Everyone should pay the same price for basic health care based on the region of their residence.

We need to provide assistance to those who cannot afford to pay their cost of basic health care, but we cannot make health care free or else the demand for services will skyrocket.

The other large change that needs to be made is centralizing our purchase of medical services. Only by using large customer clout can we expect to reduce our medical costs to the level that most other industrialized countries pay.

We pay much more for pharmaceuticals, hospital visits, lab work, etc., than other countries do.

We have no hope of reining in these costs unless we negotiate purchases on a consolidated basis where we can leverage purchasing power. Last fall, Proposition 61 would have placed a ceiling on prescription drug prices equal to what the VA pays for sales to the state’s Medi-Cal program and other state-funded programs.

This would have resulted in de facto consumer economies of scale. The pharmaceutical companies spent more than $100 million to defeat the initiative in November with deceptive advertising alleging that veterans would get the short end of the stick.

Imagine how much those pharmaceutical companies will spend on lobbying if we try to consolidate our national purchases of pharmaceuticals.

If we put everyone into a single system, there will be administrative cost savings. The system needn’t be a single-payer system – instead, a sanctioned but regulated oligopoly of insurance companies can provide competition, thereby driving innovation.
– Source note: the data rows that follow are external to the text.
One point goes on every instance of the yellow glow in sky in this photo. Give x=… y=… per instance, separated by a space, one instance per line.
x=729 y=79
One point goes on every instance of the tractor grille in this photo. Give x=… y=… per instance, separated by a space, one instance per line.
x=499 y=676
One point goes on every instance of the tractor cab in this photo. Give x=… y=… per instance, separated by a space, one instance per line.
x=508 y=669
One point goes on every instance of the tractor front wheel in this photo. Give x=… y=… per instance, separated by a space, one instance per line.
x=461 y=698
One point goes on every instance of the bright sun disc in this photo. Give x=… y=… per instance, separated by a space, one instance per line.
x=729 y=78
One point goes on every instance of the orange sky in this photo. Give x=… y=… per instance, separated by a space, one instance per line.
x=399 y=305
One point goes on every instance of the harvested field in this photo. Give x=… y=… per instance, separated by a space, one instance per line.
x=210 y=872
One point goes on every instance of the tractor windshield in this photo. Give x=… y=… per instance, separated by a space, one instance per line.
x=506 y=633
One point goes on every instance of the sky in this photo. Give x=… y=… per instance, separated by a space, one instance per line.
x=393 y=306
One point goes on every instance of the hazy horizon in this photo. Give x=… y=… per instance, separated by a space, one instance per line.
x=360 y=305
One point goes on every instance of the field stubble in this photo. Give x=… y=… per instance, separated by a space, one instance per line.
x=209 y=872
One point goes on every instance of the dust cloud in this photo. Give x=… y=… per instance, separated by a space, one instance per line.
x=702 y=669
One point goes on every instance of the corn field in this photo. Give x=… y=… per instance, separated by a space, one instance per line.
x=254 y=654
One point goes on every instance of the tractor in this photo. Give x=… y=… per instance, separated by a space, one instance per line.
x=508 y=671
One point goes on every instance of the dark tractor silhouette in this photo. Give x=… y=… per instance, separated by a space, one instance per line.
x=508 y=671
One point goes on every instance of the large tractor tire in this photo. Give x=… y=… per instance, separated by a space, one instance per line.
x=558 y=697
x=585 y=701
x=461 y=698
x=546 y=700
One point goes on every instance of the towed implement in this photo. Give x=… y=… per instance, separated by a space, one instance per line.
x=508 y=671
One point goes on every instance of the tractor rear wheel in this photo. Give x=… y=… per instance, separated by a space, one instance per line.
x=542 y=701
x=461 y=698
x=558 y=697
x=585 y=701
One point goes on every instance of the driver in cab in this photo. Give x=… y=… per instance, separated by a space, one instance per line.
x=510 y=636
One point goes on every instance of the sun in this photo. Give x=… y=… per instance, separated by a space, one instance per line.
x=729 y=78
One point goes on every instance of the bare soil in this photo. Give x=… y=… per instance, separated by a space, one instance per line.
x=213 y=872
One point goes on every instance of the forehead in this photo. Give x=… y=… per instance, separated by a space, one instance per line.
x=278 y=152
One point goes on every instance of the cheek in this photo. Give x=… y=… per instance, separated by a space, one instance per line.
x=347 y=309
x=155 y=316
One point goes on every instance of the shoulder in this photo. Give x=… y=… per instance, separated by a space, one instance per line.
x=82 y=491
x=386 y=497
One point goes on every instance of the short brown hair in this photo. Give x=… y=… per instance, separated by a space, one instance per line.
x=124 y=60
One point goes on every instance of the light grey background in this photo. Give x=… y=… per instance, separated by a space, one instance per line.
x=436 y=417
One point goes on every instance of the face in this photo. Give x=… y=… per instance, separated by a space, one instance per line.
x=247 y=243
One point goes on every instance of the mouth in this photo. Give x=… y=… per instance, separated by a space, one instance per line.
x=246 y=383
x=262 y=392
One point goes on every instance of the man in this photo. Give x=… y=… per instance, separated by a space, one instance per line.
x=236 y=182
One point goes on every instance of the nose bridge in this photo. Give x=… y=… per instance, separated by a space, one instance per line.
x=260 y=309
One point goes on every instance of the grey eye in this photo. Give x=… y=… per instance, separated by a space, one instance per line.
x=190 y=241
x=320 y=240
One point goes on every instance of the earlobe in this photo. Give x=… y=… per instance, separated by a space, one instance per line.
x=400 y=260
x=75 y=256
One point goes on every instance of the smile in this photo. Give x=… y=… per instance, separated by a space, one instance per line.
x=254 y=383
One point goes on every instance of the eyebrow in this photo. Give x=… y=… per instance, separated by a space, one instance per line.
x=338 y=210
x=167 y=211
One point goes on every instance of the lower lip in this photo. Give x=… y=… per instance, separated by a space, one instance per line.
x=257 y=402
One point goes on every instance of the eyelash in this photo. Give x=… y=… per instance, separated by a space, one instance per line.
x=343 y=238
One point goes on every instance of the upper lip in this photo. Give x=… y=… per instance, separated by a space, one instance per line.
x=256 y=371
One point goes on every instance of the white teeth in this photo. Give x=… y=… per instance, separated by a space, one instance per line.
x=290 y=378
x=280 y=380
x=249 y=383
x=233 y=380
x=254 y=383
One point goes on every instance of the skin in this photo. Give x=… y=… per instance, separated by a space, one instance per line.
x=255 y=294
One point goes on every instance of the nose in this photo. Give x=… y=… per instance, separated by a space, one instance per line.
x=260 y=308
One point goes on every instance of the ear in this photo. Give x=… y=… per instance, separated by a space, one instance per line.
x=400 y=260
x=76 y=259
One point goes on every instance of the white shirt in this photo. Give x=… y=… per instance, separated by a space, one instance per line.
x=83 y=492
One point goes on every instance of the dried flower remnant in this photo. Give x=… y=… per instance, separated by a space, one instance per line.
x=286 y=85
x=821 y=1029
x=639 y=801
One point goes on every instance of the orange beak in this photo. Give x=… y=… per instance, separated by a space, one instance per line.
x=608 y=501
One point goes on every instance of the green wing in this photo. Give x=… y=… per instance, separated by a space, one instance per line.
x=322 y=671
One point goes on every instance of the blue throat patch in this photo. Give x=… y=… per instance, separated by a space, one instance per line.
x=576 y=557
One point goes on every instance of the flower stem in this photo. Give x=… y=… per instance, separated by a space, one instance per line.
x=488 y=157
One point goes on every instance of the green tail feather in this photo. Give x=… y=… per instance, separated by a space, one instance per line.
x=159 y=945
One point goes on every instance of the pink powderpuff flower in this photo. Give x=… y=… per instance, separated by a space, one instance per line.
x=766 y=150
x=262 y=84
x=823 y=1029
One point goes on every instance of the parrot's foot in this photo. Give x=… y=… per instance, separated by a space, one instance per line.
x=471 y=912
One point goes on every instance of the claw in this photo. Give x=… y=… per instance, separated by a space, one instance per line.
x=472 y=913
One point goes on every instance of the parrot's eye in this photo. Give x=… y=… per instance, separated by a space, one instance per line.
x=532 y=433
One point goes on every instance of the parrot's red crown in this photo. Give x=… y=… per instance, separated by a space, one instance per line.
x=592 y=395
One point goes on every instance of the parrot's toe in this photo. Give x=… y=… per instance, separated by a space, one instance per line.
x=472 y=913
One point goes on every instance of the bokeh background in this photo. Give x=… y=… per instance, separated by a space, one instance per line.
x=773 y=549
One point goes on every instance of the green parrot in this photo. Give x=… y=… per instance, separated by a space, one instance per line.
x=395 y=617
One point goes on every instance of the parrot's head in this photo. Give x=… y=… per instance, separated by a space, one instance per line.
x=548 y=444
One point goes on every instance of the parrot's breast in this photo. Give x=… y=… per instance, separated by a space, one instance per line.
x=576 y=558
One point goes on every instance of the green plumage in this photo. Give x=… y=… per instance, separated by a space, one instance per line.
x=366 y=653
Technology is going to change the way health-care services are delivered, and competition will prevent resistance to adopting this technology.

A type of system like those used in the Netherlands, Switzerland and elsewhere probably provides our best hope of balancing the quality of service with cost containment.

There are several other provisions that would be helpful to the consumer. The fees charged by out-of-network providers should be capped at some multiple of the price negotiated with insurance companies to prevent price gouging.

When consumers contact their insurance companies for assistance, they need to deal with people who are empowered to solve the problem rather than staff in an offshore call center who waste everybody’s time.

I am sure there are many more positive changes that can be implemented, but I don’t see Congress considering them.

I am concerned that, just as when the ACA was passed, special interests will take charge and the system will not meet the needs of the people. If this happens, we can ultimately look forward to a single-payer system that functions sub-optimally.

Jim de Bree is a retired CPA residing in Valencia.